I have tried: $\begin{align} \mathcal{F^{-1}(\dfrac{1}{a+j2\pi f})} & = \int\limits_{-\infty}^\infty \dfrac{1}{a+j2\pi f} e^{j2\pi f t} df\\ & = \int\limits_{-\infty}^\infty \dfrac{a+j2\pi f}{a^2+(2\pi f)^2} e^{j2\pi f t} df \end{align}$
However, even though this breaks into real and imaginary parts, it has significantly increased the difficulty of computing the inverse fourier transform.
If you're familiar with complex analysis, one way is to perform contour integration.
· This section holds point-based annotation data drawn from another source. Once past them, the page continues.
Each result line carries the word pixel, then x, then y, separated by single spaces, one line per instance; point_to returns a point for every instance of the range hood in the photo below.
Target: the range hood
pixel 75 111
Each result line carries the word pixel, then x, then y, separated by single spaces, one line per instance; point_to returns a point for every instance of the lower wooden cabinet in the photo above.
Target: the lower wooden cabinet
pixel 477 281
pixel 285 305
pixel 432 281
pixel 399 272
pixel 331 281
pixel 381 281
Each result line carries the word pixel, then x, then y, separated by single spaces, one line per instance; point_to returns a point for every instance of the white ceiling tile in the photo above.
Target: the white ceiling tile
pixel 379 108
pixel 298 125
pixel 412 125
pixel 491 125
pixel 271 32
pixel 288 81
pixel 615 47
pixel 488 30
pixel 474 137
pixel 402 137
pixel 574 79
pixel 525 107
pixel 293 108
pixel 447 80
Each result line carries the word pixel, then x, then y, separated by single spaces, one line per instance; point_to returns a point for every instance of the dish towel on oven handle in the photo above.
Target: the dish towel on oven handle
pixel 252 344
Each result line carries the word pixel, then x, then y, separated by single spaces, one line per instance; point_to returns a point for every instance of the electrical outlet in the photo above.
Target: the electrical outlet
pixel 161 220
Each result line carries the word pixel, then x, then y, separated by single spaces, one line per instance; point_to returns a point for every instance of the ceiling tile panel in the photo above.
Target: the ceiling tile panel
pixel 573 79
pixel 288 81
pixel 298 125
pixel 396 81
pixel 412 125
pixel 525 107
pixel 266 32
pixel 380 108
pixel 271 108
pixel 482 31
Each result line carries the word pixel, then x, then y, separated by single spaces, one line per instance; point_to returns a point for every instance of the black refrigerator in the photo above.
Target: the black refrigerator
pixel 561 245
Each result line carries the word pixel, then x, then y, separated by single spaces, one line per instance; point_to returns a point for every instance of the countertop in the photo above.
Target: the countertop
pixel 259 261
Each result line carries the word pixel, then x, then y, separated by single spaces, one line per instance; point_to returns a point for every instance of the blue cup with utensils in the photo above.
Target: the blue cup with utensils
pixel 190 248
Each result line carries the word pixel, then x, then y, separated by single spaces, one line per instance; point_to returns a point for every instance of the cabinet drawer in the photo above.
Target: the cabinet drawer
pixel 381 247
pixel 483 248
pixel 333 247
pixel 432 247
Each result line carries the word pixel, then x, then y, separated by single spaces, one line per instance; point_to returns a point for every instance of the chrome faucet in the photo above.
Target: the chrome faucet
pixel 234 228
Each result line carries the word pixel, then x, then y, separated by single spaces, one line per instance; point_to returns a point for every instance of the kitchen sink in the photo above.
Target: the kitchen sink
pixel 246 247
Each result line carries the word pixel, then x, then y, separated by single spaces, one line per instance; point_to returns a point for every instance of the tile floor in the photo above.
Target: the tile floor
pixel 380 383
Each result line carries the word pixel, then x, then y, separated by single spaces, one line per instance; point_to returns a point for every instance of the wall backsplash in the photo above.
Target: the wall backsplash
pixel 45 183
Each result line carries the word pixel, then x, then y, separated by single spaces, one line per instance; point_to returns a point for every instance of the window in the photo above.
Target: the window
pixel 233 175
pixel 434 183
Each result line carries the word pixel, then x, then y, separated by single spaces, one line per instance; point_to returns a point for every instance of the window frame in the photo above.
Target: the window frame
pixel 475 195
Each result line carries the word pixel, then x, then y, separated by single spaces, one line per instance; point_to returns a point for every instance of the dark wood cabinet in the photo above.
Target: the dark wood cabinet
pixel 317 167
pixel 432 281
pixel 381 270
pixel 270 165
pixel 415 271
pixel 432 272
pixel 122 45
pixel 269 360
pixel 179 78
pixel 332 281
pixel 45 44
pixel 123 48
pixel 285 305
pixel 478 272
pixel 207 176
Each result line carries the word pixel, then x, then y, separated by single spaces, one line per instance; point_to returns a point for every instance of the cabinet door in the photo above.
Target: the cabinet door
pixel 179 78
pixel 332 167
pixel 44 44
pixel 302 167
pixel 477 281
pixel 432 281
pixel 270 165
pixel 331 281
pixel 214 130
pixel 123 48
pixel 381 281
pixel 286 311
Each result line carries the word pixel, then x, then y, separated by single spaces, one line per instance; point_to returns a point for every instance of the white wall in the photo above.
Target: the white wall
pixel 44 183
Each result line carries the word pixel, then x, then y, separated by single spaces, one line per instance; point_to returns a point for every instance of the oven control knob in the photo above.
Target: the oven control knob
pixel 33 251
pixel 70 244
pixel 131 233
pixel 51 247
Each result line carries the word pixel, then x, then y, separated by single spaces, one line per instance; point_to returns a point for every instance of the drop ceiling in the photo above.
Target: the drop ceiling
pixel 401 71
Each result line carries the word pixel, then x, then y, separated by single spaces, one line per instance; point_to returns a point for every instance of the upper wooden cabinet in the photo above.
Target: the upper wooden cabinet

Consider the complex function:
$$ F(z) = \frac{e^{2\pi itz}}{a + 2\pi iz} $$
which has a simple pole at $z = \frac{a}{2\pi}i$. We define a closed contour $C$ consisting of a line from $z=-R$ to $z=R$ on the real line and an upper semicircle enclosing the pole. It looks something like this.
Then we have $$ \int_C F(z)\ dz = \int_{-R}^{R} F(x)\ dx + \int_{C_R} F(z)\ dz $$
where $C_R$ denotes the circular arc. Using Jordan's lemma, we can prove
$$ \lim_{R\to \infty}\int_{C_R} F(z)\ dz = 0 $$
Then using the residue theorem, we can compute the closed loop integral
$$ \begin{align} \int_C F(z)\ dz &= 2\pi i\operatorname{Res}\left(F(z),\frac{ai}{2\pi}\right) \\ &= 2\pi i\lim_{z\to \frac{ai}{2\pi}} \left(z- \frac{ai}{2\pi}\right) F(z) \\ &= \lim_{z\to \frac{ai}{2\pi}} e^{2\pi itz} \\ &= e^{-at} \end{align} $$
Thus
$$ \lim_{R\to\infty} \int_{-R}^{R} F(z) \ dz = \int_C F(z) \ dz = e^{-at} $$